Song
- Language: Ukrainian
- Released: 1886
- Genre: Folk ballad
- Songwriter: Taras Shevchenko
- Composer: Various (original melody by Danylo Yakovych Kryzhanivskyi [uk])

= The Wide Dniepr Roars and Moans =

The Wide Dniepr Roars and Moans (Note: The Latin-based transliteration from Ukrainian is Rèvè ta stog'nè Dnipr shyrokyï and a more literal English transliteration is Roars and Groans the Wide Dnieper) («Реве та стогне Дніпр широкий») is a Ukrainian folk song. The song describes a stormy night on the Dnieper River, with an emphasis on the environment of howling winds, bending willows, and rising waves.
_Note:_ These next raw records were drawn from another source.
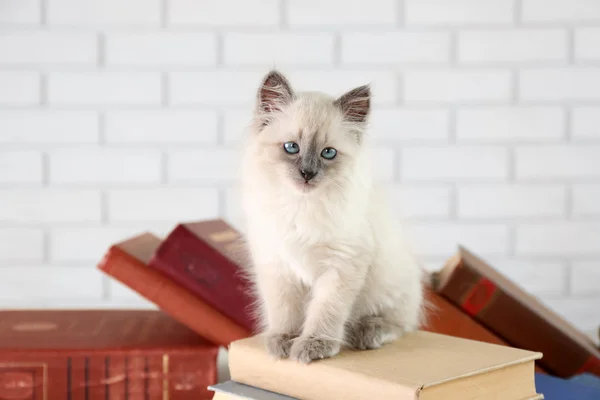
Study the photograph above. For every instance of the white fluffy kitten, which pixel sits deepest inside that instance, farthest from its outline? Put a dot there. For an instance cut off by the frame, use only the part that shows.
(328, 263)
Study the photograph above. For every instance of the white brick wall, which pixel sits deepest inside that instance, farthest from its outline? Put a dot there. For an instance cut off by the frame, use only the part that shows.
(118, 117)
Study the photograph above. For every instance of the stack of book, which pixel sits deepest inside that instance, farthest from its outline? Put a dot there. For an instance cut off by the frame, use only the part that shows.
(484, 338)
The song came from the ballad The Bewitched («Причинна»), created by Taras Shevchenko in 1837. The original nationally recognized melody was set by Danylo Yakovych Kryzhanivskyi, but has been reinterpreted by other famous composers like Mykola Lysenko. Since then, the song became a national symbol during World War II and has been the call sign of the national radio broadcaster Radio Ukraine.

== History ==
=== Writing ===

The lyrics of the song come from the first six stanzas of the romantic ballad "Prychynna" by Taras Shevchenko. The title comes from the first stanza of the ballad. The ballad was written in approximately 1837, when the author was living in St. Petersburg. The approximate date of his writing was proved from an interrogation by the Brotherhood of Saints Cyril and Methodius on 21 April 1847, where Shevchenko stated that he began to write his earliest "outrageous" works like "Prychynna" in 1837, with other members of the brotherhood calling his actions subversive and blaming him for being an isolated radical inspiring separatist ideas.

=== Composition ===
Composer Danylo Yakovych Kryzhanivskyi wrote the music for it, dedicating it to the playwright Marko Kropyvnytskyi, whom he greatly admired. The music was first published in 1886, but was changed over time to improve its melody.

== World War II ==
The origins of its popularity come from when Radio Ukraine was evacuating its offices after the start of the German invasion of the Soviet Union, when it went to Saratov. At the time, another editorial office for field radio was developed on the Don Front called "Dnipro", which had its own radio station and a railway car that was absorbed into Radio Ukraine in early 1943. Upon its absorption, Radio Ukraine used the railway car, moving it throughout Russia to provide radio transmissions to the Red Army, until the Battle of Stalingrad when in August 1943 it went to the front of Ukraine. During its time there, the editorial team chose the song as a call sign, and was then implemented across all Ukrainian radio stations when it was first broadcast on 2 May 1943.

== Modern-day Ukraine ==
Since the war, it has been the call sign for the opening program of Radio Ukraine and its international version. A different version was used on the Russian program of Radio Ukraine, which implemented a more modern version that was longer.

== Lyrics ==
| Ukrainian lyrics | Transliteration (Romanization of Ukrainian) | English translation (by Constantine Henry Andrusyshen) |
|
 Реве та стогне Дніпр широкий Сердитий вітер завива, Додолу верби гне високі, Горами хвилю підійма. І блідий місяць на ту пору Із хмари де-де виглядав, − Неначе човен в синім морю, То виринав, то потопав. Ще треті півні не співали, Ніхто ніде не гомонів, Сичі в гаю перекликались, Та ясень раз-у-раз скрипів.
 |
 Reve ta stohne Dnipr shyrokyi, Serdytyi viter zavyva, Dodolu verby hne vysoki, Horamy chvylyu pidiyma. I blidyi misyac' na tu poru Iz chmary de-de vyhlyadav, Nenache choven v synim mori, To vyrynav, to potopav. Shche treti pivni ne spivaly, Nichto nide ne homoniv, Sychi v hayu pereklykalys', Ta yasen raz u raz skrypiv.
 |
The mighty Dniper roars and groans, The angry tempest, howling, bends, Tall poplars to the very stones And down the stream great billows sends. The pale moon at that hour of night Kept peering from a cloudy bank And like a ship on waters bright In misty waves it rose and sank. No cock’s crow with the darkness strove Or hailed a sky with dawning streaked: The owls were hooting in the grove, The ash-tree without ceasing creaked.